Poi alza le spalle, e tutto diventa più difficile. «Come vuoi. Lo porto via, magari un giorno ti viene voglia di sfogliarlo.» È più facile discutere e lasciar andare concetti che non pensa. Lo ha chiamato perché vuole il suo aiuto e più di tutto la sua compagnia e quell’entusiasmo che sostituisce la sua melanconia. Un equilibrio perfetto che è stato di nuovo capace di spezzare. Tace, anche se vorrebbe chiedergli solo scusa, ma non è capace. Peter lo sa. E così gli lascia il tempo di metabolizzare e di rimediare con altro. Un gesto, un sorriso, o fingere che quella discussione non sia mai avvenuta.

«Non succederà», dice laconico, perché non ne avrò mai il coraggio.

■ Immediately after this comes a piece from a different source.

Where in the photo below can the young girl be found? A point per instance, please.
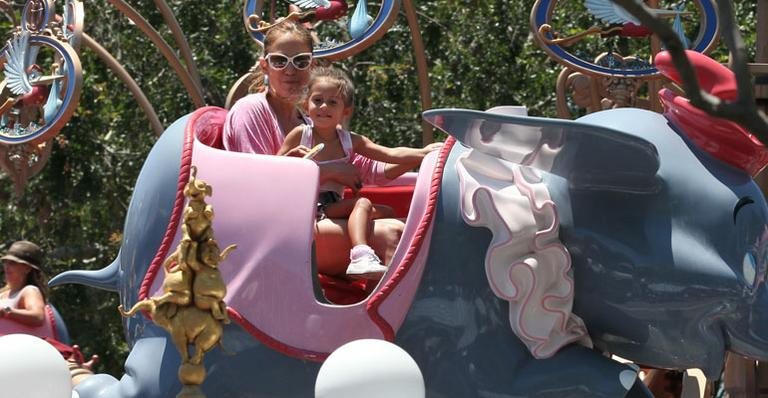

«Che c’è qui dentro che ti terrorizza tanto? Cosa c’è di così spaventoso che non vuoi vedere? Avanti, sono solo fotografie. L’hai detto tu!», sbotta Peter, e sembra aver messo da parte quella finta indifferenza che però ha sempre il potere di ferirlo e distruggerlo. Gli è quasi grato, che non abbia chiuso lì il discorso.

«D’accordo! Aprilo! Non ti fermerò, se è questo che vuoi!», esclama, e poi sospira. Si gira verso il tavolo e si versa altro caffé – altro veleno che va a sommarsi a tutto quello che ha ingoiato fino a quel momento. Rimane di schiena. Sente solo il rumore della carta che si separa e la carta lucida che protegge il suo passato stridere a contatto con le dita di Peter. Sente il suo respiro calmo – a differenza del suo, e poi un singulto a cui non sa attribuire un motivo. Delusione? Tristezza? Pena?

Abbandona la tazza sul tavolo e vi poggia sopra i palmi aperti. Piega la schiena e ha solo voglia di urlare. Si è aperto e poi ha di nuovo chiuso il cuore, come sempre. Gli fa così rabbia, averne uno come tutti gli altri. 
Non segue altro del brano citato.